Author: Renée-Marie Stephano
Surgery was on his bucket list, but Bruce Ryan didn’t want to wait until he retired to repair his debilitating and painful rotator cuff injury. The 59-year- old construction manager could have traveled the six hours to Stanford Medical Center – considered one of the top facilities in the United States. He had other reservations, instead.
“No, we went to France – to Toulouse, France – and did it,” said Ryan, chuckling at the thought. “It was great.”
All kidding aside, the American patient didn’t have to pay a dime for his medical tourism surgery in France – even $7,000 worth of deductibles and co-pays were waived – plus, he got to tour the Pyrenees Mountains, take in the local art scene, and sample baguettes, chateaux, Truffles and other French indulgences.
“The food in Toulouse was out-of-this- world,” said Ryan. “We ate like royalty. I’ll tell you.”
His employer, the Blue Lake Rancheria tribe which operates a casino and hotel in Northern California, covered all costs; yet, saved about $12,000, roughly 35 percent of what the surgery would have cost in the United States. On top of that, 10 percent of the company’s savings went directly into Ryan’s 401k plan.
Finding a good doctor – or an appropriate and affordable elective procedure isn’t always as easy as it was for Bruce Ryan. Despite today’s climate, which on the surface seems to have reduced healthcare options even further, a growing number of patients are looking long and hard for affordable solutions for care.
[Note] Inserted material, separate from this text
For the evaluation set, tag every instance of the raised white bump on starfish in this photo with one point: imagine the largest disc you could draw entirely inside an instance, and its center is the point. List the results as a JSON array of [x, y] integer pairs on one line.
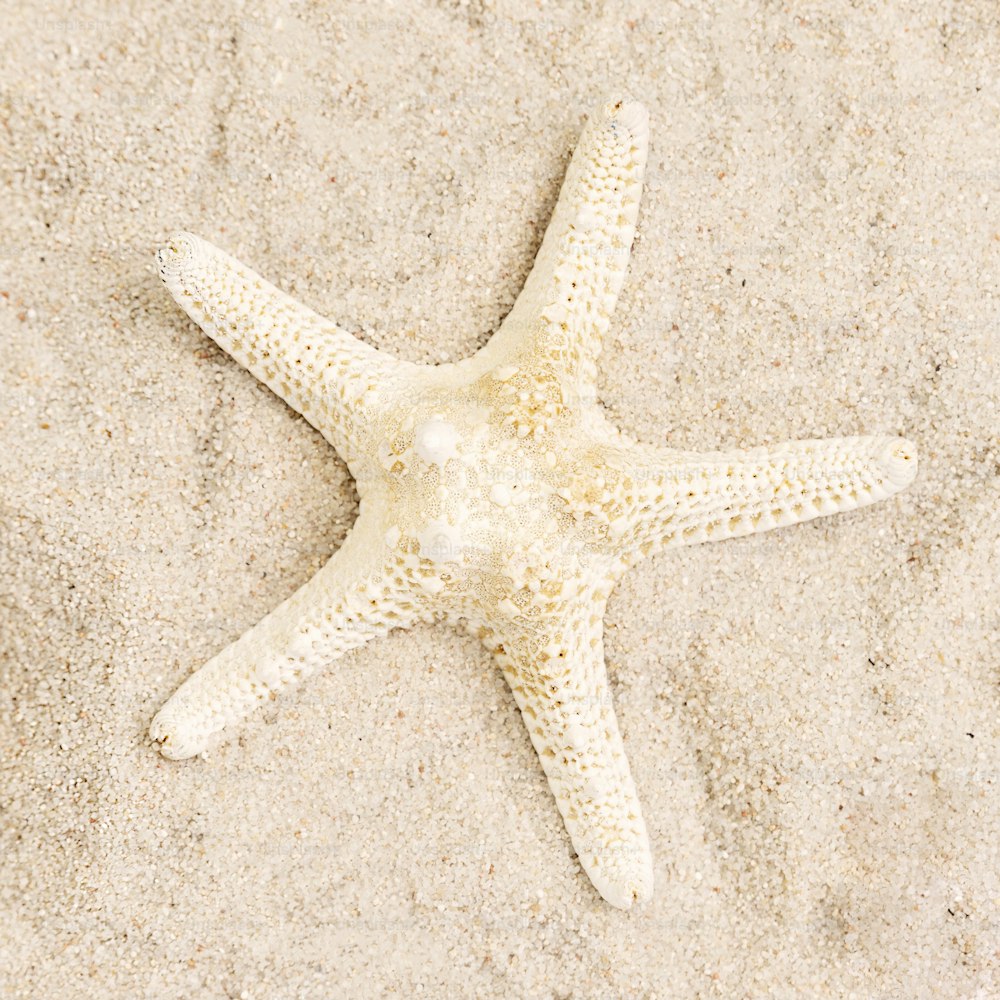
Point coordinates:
[[495, 494]]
For their part, they are finding medical tourism procedures – those that are internationally accredited and readily accessible when needed — to be a creative answer to what at first appeared to be a fruitless search. What they have found is not always available at their doorsteps, but sometimes several miles away, perhaps, even in another country where care is both inexpensive and first-rate.
At What Price?
Cost savings – up to 70 percent in some cases depending on the selected procedure – are a major driver behind medial tourism. International healthcare consumers are not only finding reasonable prices, but more countries across the globe are getting into the act of whetting their appetites to travel.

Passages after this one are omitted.